Technological advances will always outpace security measures. And the federal government will never have the manpower or resources needed to address the revolving door of cybersecurity challenges. While the onus is on the industry to take the steps to ensure secure transactions, consumers need to understand the risks that exist and how to protect themselves against threats.
In government and in the private sector, there are basic practices that should be encouraged. This includes shopping on secured websites, indicated by the “https” found at the beginning of a URL address. Additionally, banks are trending toward virtual credit card numbers that are generated for one-time use while shopping online—a premise designed to keep consumers’ banking information secure. Two-factor authentication is another simple practice that provides a backstop to keeping personal data out of the hands of criminals.
Keeping consumers’ personal information safe online is the shared responsibility of the consumer, industry and the government. With the increased prevalence of cybercrimes by the day, we have a responsibility to improve cyber safeguards. We believe a federal solution should include a single—but flexible—data security requirement.
In the House Energy & Commerce Subcommittee on Commerce, Manufacturing and Trade, Representatives Marsha Blackburn (R-TN) and Peter Welch (D-VT) have taken steps to address this underplayed threat to consumers in the bipartisan Data Security and Breach Notification Act of 2015 (HR 1770). While 47 states currently have security standards in place, this legislation would set a national data security standard to alert consumers when their information may have been compromised in a breach—a simple concept that is widely overlooked.

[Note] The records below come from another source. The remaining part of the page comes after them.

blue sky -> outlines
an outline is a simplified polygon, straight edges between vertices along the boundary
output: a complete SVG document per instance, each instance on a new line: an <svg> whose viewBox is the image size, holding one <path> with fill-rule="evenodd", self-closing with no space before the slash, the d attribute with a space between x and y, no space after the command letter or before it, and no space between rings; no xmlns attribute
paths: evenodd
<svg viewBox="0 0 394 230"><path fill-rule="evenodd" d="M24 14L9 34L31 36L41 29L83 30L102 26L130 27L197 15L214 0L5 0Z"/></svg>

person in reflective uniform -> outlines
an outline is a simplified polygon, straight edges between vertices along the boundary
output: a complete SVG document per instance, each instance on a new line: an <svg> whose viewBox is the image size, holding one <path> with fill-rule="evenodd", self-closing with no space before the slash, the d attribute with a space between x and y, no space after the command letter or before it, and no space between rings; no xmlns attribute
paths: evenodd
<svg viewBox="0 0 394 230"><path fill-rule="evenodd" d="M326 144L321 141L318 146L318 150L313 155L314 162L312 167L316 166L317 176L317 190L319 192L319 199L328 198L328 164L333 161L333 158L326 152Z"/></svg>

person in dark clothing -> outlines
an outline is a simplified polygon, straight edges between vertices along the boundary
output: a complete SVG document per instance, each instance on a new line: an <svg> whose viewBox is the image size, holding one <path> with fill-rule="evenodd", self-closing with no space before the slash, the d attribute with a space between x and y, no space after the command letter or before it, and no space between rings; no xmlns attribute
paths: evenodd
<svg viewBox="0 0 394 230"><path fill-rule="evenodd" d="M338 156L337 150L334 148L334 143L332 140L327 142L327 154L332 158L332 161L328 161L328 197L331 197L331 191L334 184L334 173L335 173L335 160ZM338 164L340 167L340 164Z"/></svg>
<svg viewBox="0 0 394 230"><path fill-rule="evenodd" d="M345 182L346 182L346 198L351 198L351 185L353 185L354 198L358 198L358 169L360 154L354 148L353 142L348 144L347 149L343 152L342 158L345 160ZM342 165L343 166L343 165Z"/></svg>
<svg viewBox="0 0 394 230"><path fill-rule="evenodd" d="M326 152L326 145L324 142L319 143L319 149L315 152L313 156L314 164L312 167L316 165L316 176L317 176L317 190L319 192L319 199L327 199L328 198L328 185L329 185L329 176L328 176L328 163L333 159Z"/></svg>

The House Energy & Commerce Subcommittee on Commerce, Manufacturing and Trade has explored cybersecurity over a number of hearings this Congress, including our Disrupter Series. We have heard from industry leaders on the exciting growth we are facing. However, we also need to see meaningful leadership from industry in addressing these challenges. Take the necessary precautions this holiday season to ensure the only thing you are sharing is cheer and not your personal information.